Stepping into the cozy house was like going back in time. Warm oak, stained glass, and built-in cabinets were everywhere. There was even an original slatted Morris chair and matching ottoman in the living room beside the tiled fireplace, as well as plain painted cabinets and a huge porcelain sink in the simple kitchen at the back. He’d turned the larger of the two bedrooms into a study, the walls lined with his books. The smaller bedroom held nothing but a bed, a chest of drawers, and a bedside table. There was a single photograph on the table: Amy on their wedding day, with flowers in her hair, standing on a beach in Hawaii. Amy when she was young, eyes bright and flashing, before the cancer that swept through her like the cold wind that had rushed across the Plain a few minutes ago. It took her in the springtime, killing her before summer’s end. It had been ten years ago now, but he still remembered her as she was in the fading picture on the bedside table, and mourned her and her vanished smile. Mourned their decision to put off having children for a little while longer, because a little while never came and there was nothing left of her in the world.

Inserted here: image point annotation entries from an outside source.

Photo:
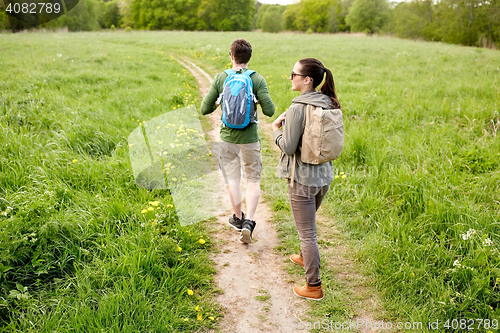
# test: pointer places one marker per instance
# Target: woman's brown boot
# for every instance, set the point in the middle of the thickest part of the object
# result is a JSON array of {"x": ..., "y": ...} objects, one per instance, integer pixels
[
  {"x": 298, "y": 259},
  {"x": 314, "y": 293}
]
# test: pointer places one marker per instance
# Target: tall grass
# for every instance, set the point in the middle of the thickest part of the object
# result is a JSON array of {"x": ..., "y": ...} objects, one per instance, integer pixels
[
  {"x": 83, "y": 249},
  {"x": 421, "y": 161}
]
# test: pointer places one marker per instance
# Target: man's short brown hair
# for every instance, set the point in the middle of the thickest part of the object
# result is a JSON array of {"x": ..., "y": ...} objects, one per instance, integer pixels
[{"x": 241, "y": 50}]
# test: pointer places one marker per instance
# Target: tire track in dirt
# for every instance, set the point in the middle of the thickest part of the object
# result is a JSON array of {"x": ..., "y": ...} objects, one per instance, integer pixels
[{"x": 256, "y": 296}]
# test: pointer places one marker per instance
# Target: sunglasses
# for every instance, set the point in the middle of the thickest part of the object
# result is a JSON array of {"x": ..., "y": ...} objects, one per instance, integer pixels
[{"x": 293, "y": 74}]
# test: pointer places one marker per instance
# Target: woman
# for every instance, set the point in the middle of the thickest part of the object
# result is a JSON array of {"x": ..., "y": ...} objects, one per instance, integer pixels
[{"x": 310, "y": 181}]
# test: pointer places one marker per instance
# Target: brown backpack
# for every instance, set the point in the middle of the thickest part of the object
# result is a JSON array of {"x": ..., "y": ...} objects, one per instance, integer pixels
[{"x": 323, "y": 137}]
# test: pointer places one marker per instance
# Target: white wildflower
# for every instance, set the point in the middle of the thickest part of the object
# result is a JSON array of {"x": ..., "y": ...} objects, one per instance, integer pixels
[
  {"x": 487, "y": 242},
  {"x": 469, "y": 234}
]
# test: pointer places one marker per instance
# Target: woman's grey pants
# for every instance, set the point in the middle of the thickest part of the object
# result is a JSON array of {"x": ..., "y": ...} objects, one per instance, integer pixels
[{"x": 305, "y": 201}]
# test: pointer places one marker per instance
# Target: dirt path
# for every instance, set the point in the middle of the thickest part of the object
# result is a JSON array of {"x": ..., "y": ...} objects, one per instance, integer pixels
[{"x": 255, "y": 293}]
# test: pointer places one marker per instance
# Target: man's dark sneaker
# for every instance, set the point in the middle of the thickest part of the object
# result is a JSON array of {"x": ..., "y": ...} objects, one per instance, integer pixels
[
  {"x": 246, "y": 231},
  {"x": 236, "y": 222}
]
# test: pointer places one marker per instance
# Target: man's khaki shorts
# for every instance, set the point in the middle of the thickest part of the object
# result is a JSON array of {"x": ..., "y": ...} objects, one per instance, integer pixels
[{"x": 230, "y": 160}]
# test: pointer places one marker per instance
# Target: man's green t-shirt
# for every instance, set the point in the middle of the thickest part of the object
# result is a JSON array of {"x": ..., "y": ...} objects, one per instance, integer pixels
[{"x": 250, "y": 133}]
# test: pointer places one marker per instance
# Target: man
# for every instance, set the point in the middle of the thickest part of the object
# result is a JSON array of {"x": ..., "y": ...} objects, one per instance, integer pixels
[{"x": 244, "y": 140}]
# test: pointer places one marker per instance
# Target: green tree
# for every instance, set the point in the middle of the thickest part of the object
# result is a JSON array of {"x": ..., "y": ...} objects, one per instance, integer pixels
[
  {"x": 234, "y": 15},
  {"x": 368, "y": 15},
  {"x": 273, "y": 19},
  {"x": 291, "y": 14},
  {"x": 108, "y": 14},
  {"x": 317, "y": 13},
  {"x": 125, "y": 12},
  {"x": 84, "y": 17}
]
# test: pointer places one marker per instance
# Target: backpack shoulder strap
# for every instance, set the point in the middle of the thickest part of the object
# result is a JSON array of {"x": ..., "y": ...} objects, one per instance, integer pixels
[{"x": 248, "y": 72}]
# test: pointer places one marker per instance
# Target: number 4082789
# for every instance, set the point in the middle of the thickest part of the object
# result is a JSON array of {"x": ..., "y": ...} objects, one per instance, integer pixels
[{"x": 33, "y": 8}]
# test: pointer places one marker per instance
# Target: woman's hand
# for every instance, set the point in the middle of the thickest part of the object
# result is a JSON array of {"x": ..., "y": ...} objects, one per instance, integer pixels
[{"x": 279, "y": 121}]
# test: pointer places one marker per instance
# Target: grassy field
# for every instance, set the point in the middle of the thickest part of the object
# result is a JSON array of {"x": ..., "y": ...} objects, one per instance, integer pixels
[{"x": 420, "y": 198}]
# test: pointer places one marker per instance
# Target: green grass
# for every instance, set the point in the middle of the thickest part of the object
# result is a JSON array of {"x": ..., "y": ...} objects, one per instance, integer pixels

Holliday went into the bedroom, stripped off his uniform and changed into jeans and an old USMA sweatshirt. He went to the built-in bar in the living room, poured himself a good belt of Grant’s Ale Cask, and headed into his study, bringing the drink along with him. He put a Ben Harper and the Blind Boys of Alabama CD into the stereo and sat down at his old, scarred partners desk. He booted up his PC, did a quick check of his e-mail, then opened up the file for his work in progress, a half-serious, relatively scholarly work he had tentatively titled The Well Dressed Knight, a history of arms and armor from the time of the Greeks and Romans to the present day.